(Published in Trade Show Executive_May 2021)
Marketing used to be simple: Focus on mass appeal, a prominent in-aisle presence, and you were well on your way to a successful campaign.
Success today requires navigating a myriad of different channels to find customers where they are, whether it be traveling to a meeting or sitting at home. And those customers are increasingly demanding that brands offer them a personalized experience.
Throughout my career as a strategist, one thing has become clear: It is the need to bring a brand to life for customers in a meaningful way.
The most successful companies create a brand that can shine across all these channels by ensuring that each time they interact with the customer, it’s right for the customer. This creates a bond that’s unrivaled by marketing methods of the past, both in terms of engagement and building long-term customer loyalty.
What company is one of the best at this? Disney. The entertainment juggernaut excels at both personalized marketing and ingraining themselves in customers’ lives.
Fans of all ages watch movies and networks, wear branded apparel, participate in social media groups, play games, and receive targeted perks on their phones. Unsurprisingly, Disney consistently ranks among the world’s most admired companies.
For trade show executives, the key is to take engagement out of its typical trade show boundaries. The voice of an industry shouldn’t be limited to communicating with their industry for just a few days. After all, trade shows aren’t meant to be stand-alone experiences, with no follow-ups or relationships built in the months that follow.

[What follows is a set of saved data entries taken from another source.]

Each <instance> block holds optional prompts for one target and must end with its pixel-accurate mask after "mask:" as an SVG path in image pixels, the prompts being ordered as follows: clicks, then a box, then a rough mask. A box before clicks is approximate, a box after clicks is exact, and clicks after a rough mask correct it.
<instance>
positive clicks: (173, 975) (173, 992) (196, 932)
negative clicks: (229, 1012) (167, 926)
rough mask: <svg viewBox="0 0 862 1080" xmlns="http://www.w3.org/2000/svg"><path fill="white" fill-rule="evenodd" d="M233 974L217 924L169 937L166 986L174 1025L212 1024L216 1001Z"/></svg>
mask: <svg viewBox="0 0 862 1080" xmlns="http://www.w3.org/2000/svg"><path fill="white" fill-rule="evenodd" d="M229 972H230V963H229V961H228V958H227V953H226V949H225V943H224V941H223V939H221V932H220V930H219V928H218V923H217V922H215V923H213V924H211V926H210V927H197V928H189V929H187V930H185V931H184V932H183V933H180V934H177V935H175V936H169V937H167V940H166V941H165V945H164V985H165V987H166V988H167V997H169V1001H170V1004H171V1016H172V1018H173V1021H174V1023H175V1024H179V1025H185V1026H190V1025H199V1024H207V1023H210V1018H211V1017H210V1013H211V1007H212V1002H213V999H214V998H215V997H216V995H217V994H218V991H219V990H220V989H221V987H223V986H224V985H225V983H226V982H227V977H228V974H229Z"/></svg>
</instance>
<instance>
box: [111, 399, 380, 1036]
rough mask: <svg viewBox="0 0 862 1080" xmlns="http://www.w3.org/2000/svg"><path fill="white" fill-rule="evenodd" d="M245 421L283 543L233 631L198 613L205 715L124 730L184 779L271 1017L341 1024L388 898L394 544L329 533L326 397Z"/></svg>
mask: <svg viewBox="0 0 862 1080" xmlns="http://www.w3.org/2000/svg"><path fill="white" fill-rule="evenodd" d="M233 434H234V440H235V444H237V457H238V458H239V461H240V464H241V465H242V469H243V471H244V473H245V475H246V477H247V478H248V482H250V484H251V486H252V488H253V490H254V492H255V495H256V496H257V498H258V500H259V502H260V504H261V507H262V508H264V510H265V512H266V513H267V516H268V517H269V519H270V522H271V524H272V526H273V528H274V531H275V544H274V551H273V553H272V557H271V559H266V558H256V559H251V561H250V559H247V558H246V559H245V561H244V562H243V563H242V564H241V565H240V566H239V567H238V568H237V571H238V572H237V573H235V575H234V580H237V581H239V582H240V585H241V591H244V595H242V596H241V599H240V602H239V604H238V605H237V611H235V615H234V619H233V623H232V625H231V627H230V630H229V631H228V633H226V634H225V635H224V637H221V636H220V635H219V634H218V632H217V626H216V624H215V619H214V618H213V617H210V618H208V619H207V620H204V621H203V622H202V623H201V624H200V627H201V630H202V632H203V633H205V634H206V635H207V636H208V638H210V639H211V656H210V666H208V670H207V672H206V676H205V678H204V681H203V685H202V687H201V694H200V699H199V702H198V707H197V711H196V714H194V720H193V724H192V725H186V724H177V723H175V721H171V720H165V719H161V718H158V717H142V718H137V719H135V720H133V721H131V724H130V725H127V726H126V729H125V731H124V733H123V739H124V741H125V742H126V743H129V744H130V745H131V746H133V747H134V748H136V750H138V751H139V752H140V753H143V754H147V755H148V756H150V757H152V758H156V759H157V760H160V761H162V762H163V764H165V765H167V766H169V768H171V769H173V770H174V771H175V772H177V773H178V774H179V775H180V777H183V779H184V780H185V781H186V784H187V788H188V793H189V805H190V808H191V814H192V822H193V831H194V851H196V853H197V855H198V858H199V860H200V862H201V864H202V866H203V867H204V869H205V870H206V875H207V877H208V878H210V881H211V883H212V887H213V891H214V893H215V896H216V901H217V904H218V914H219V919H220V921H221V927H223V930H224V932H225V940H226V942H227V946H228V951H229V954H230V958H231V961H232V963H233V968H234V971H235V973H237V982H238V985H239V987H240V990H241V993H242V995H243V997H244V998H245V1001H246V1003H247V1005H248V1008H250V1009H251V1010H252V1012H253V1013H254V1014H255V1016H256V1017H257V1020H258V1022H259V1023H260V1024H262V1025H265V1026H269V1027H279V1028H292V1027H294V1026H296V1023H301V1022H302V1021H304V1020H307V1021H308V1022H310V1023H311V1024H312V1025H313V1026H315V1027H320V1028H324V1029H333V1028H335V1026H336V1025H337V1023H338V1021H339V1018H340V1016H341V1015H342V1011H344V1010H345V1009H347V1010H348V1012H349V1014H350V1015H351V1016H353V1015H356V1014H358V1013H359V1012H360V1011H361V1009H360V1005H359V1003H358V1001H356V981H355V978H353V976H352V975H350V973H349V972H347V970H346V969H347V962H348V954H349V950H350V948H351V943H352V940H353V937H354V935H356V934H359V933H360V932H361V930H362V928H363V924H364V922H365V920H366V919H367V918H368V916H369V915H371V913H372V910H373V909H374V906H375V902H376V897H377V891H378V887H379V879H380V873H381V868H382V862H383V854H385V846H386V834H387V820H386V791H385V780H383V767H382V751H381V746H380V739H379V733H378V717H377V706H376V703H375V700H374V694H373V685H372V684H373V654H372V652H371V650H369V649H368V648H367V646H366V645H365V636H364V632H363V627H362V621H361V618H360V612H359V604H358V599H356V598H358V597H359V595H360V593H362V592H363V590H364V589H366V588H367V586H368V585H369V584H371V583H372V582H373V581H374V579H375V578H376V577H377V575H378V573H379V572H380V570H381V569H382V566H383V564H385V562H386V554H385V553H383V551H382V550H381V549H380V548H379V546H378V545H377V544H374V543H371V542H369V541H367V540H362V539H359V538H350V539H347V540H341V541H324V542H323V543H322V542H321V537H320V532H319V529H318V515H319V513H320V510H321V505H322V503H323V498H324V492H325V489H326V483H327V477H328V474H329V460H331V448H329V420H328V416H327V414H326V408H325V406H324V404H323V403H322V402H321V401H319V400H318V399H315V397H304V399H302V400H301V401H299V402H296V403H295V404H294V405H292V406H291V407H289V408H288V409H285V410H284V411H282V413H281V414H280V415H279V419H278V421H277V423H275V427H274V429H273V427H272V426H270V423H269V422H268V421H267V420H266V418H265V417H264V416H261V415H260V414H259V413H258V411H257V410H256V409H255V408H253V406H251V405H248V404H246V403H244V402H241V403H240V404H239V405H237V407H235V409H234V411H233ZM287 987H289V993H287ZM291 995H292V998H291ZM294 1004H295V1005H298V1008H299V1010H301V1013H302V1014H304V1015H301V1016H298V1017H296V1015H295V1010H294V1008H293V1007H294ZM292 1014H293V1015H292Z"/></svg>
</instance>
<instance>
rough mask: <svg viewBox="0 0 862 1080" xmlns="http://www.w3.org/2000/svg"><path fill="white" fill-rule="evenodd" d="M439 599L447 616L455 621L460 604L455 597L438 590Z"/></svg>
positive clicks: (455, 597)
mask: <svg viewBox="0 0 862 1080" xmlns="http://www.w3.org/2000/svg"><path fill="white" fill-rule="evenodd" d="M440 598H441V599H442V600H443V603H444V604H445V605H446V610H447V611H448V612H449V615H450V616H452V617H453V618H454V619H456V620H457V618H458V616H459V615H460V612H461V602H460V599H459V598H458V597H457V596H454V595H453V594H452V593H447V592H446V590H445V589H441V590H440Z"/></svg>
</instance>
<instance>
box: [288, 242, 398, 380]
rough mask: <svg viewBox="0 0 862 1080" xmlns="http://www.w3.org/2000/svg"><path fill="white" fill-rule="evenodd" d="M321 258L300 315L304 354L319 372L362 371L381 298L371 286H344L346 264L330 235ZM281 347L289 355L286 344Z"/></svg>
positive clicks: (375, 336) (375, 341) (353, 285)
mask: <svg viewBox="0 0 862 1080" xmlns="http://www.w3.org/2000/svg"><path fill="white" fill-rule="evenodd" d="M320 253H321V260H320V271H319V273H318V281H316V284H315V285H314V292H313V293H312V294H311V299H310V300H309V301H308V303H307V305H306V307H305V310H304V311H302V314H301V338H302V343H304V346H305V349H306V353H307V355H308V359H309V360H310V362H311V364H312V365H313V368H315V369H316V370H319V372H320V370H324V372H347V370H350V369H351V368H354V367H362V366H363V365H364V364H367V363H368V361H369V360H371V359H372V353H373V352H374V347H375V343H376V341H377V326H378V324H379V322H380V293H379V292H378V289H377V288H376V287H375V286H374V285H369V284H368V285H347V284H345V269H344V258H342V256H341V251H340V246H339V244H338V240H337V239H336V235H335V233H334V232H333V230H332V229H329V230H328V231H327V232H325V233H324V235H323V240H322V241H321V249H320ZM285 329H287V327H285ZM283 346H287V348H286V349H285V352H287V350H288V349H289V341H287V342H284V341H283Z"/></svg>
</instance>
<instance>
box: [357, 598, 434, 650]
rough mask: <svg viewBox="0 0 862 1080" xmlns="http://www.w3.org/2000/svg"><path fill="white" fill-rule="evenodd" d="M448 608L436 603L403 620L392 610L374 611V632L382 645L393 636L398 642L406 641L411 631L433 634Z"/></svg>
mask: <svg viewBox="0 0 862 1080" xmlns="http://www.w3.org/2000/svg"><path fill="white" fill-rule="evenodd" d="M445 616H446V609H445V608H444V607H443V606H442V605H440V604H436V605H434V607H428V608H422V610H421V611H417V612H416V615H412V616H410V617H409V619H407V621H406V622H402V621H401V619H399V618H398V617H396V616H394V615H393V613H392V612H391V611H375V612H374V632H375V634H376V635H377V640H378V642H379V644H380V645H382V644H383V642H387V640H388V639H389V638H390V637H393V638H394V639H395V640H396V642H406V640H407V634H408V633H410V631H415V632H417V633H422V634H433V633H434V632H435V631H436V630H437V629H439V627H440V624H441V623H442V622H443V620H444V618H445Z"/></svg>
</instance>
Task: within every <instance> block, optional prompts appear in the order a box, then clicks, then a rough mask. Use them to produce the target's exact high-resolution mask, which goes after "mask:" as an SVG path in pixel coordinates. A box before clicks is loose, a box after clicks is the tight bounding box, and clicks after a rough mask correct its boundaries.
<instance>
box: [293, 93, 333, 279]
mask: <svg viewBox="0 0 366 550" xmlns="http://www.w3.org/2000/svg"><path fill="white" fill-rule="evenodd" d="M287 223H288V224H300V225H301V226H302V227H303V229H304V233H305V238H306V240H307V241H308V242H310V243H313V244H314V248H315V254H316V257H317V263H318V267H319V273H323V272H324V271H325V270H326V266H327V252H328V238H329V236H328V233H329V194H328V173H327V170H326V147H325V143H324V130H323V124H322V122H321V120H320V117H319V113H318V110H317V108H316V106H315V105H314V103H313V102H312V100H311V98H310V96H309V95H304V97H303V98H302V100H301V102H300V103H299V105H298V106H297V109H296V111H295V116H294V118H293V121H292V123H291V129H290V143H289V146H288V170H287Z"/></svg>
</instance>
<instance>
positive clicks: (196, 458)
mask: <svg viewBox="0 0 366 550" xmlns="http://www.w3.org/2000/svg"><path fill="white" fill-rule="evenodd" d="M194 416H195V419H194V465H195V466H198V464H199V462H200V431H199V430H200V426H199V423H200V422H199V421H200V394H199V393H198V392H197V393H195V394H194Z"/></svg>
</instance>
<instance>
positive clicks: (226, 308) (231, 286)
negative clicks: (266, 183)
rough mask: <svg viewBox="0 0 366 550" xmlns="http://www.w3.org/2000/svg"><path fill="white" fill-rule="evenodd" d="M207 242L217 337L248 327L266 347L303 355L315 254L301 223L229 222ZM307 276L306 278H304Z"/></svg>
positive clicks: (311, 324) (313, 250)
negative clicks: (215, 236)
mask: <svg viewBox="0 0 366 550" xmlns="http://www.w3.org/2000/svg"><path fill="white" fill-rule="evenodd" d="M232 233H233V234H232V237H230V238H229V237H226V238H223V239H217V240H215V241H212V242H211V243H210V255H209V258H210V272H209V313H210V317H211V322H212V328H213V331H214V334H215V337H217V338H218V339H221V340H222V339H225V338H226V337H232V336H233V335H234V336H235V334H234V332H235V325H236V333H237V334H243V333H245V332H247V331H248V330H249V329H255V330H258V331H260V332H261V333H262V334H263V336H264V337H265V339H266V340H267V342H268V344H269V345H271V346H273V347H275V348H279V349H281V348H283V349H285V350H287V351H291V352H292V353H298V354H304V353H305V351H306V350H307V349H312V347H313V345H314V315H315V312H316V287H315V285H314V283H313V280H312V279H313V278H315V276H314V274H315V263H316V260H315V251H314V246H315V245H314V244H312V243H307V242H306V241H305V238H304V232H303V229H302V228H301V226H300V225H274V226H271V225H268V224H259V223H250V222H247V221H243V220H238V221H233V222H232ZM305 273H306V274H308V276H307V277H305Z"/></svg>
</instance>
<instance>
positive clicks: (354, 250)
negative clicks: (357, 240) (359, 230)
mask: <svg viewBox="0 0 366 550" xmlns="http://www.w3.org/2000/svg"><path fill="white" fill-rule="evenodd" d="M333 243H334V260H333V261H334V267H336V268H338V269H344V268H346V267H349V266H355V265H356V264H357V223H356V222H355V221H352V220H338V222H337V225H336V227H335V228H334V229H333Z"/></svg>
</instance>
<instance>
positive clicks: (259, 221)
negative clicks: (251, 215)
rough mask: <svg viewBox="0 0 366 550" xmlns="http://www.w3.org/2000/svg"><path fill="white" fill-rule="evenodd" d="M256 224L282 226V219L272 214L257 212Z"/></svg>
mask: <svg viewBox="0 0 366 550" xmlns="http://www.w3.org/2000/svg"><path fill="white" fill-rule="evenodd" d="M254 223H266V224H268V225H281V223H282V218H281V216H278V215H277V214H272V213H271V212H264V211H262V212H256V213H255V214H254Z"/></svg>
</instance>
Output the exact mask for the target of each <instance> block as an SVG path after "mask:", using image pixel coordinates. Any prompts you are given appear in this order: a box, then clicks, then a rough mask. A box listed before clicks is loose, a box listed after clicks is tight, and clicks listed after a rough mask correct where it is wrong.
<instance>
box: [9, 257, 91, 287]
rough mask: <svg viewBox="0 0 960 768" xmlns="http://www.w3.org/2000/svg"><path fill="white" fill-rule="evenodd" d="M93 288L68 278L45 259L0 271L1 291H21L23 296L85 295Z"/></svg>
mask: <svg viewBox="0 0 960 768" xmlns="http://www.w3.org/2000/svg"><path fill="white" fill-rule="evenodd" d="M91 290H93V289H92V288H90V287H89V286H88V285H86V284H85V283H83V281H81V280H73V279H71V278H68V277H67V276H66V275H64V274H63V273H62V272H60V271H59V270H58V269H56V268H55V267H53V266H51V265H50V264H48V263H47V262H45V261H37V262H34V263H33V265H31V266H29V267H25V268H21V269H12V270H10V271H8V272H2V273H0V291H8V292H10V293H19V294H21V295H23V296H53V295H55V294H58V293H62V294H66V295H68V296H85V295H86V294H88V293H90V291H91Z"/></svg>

But if that communication isn’t valuable, it will be ignored. It’s critical that it mirrors why a member or sponsor joined an association or attended a trade event to begin with, such as interwoven networking, thought leadership, and commercial engagement. Many organizations are currently offering siloed 365 marketplaces or communities. If on-site tradeshow activities aren’t siloed, why should one’s daily member experience be siloed?
It seems like an uphill battle, but we’re already on the right path. I’d argue that trade groups were the first to extend their brands, creating an omnichannel presence between tradeshows, emails and websites. The problem is, they’ve stopped there. That means there’s a huge, largely unmet opportunity for trade brands to engage in digital, specifically mobile experiences. To do that, you must know your members in a way that many currently do not.
There are many digital tools that can help trade brands enhance their customer relationships across channels. Mainstream social media platforms, for example, can allow companies to interact with members as thought leaders, initiate conversations and provide learning opportunities.
But what happens when trade organizations aren’t actively paying attention to LinkedIn or Facebook? A social media presence can provide a lot of opportunities but in the end, unless you are consistently listening to your members and sponsors and reacting in an individualistic manner, the experience will never live up to what your members and sponsors crave.
CampfireSocial is an example of a social commerce platform that bridges that gap, providing a white-labeled, industry or brand-specific social network (available via mobile or desktop), allowing your brand to live in your members’ pocket every minute of the day. CampfireSocial provides your organization with the trends your industry cares about and enhances your existing customer profiles to allow for more personalization.
The more a trade brand expands into the digital landscape, the more they can learn about their members and sponsors.